The healthcare sector has also witnessed growth in recent years, with healthcare-related companies establishing their presence in India. This trend aligns with the evolving landscape and the heightened importance of healthcare services after a global pandemic.

Data available with Talent 500 further revealed that 15% of all GCC employees in India work in the healthcare and life sciences sector. At present, there are over 95 GCCs in the sector in India, employing more than 3,00,000 people. In addition, India is home to the GCCs of more than 70 global retail or consumer packaged goods companies employing over 85,000 professionals. The report says that the sector is one of the fastest growing GCC segments in India, with BestBuy, 7-Eleven, Giant Eagle, Lululemon, Neiman Marcus, TJX, Hy-Vee, Northern Tool + Equipment, Inspire Brands, Kraft Heinz, and Adidas opening their centres between 2020-2024.

Travel and transportation is another sector where the presence of GCCs is growing. Companies like American Airlines, FedEx, UPS, Delta and Avis Budget Group, among others, have opened centres between 2019 and 2024. “Over 55% of the travel and transportation GCCs have been set up in the last seven years, driven by the success of incumbents, mature operating models and accelerated speed-to-value,” the Talent 500 report said, adding India is home to more than 35 travel and transportation-related GCCs, employing over 45,000 professionals.

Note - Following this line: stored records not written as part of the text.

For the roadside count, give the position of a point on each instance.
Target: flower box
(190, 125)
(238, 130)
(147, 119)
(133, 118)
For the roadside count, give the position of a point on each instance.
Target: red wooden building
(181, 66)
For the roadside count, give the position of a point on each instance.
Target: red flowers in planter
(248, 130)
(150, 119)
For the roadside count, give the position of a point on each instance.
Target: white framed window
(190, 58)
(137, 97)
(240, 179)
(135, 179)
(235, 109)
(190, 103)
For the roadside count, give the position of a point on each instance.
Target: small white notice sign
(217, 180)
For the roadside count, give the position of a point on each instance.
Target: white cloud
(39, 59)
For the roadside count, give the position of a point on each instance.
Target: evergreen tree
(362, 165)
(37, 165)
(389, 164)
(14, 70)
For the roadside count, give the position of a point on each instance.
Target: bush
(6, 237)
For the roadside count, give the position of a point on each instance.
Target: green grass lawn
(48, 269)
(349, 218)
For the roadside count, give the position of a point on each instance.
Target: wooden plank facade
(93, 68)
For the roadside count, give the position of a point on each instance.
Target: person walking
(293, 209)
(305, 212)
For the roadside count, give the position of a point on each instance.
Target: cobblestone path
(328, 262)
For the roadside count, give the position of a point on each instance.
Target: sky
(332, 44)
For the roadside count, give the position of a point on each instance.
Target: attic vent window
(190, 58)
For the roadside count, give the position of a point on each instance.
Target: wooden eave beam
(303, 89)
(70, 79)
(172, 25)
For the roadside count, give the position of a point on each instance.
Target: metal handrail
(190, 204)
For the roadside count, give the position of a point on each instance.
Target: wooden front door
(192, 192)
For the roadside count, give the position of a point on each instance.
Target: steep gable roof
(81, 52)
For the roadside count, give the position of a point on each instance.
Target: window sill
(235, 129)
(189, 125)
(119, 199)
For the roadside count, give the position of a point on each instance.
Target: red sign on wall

Andrea Zimmerman, SVP and President, of Target in India says, “The mix of retail, technology and talent in India has gigantic potential to shape global retailing and commerce. GCCs also have the opportunity to further enable a consistent and seamless guest (consumer) experience that is powered by technology across all channels, particularly with the emergence of the phygital guest.”

 

KEY CHALLENGES

Despite a vast talent pool, the high demand for skilled professionals leads to increased attrition rates. Enterprises would have to invest in strong retention strategies, employee engagement programs and career growth opportunities. A recent CIEL HR study highlights rising talent pressures.

With 52% of GCC professionals actively job-hunting and 51% of organisations citing talent retention as their top challenge in 2025, the sector is facing high attrition, evolving employee expectations and intense competition for niche digital skills.

In addition to this, as GCCs scale up in ambition and complexity, new risks are beginning to emerge.

Global regulatory challenges are one of the few growing threats. Evolving data protection laws, digital sovereignty requirements and cross-border compliance complexities could limit the services that GCCs can deliver from India. Geopolitical shifts and rewiring of digital supply chains will further demand operational agility, especially as nations adopt more protectionist policies or restructure digital infrastructure.

An EY survey conducted last year found that among the key tax and regulatory concerns for GCCs, transfer pricing was a notable challenge. When asked about their expectations for supporting growth and expansion, 75% of GCCs highlighted the need for simplified compliance processes, 65% sought tax benefits and incentives and 60% emphasised the importance of enhanced infrastructure. Talent development programmes and stronger data privacy and security regulations were also seen as important priorities.

The survey also found that the risk of confidential information leaks due to increasing cyber-attacks and data breaches is a top concern for GCCs. With prolonged hybrid and remote work expanding the attack surface, security intelligence and monitoring are a priority for 73% of GCCs. Additionally, 82% of GCCs believe it is crucial to enhance cybersecurity awareness among employees while implementing robust cybersecurity policies and procedures.

GCCs are transforming from cost-effective back offices to innovation hubs, but to sustain this pace to its full potential, India will need to close its widening skills gap, especially among fresh graduates. Aligning academic courses with industry needs and investing in lifelong learning will be the key to inclusive and future-proof growth.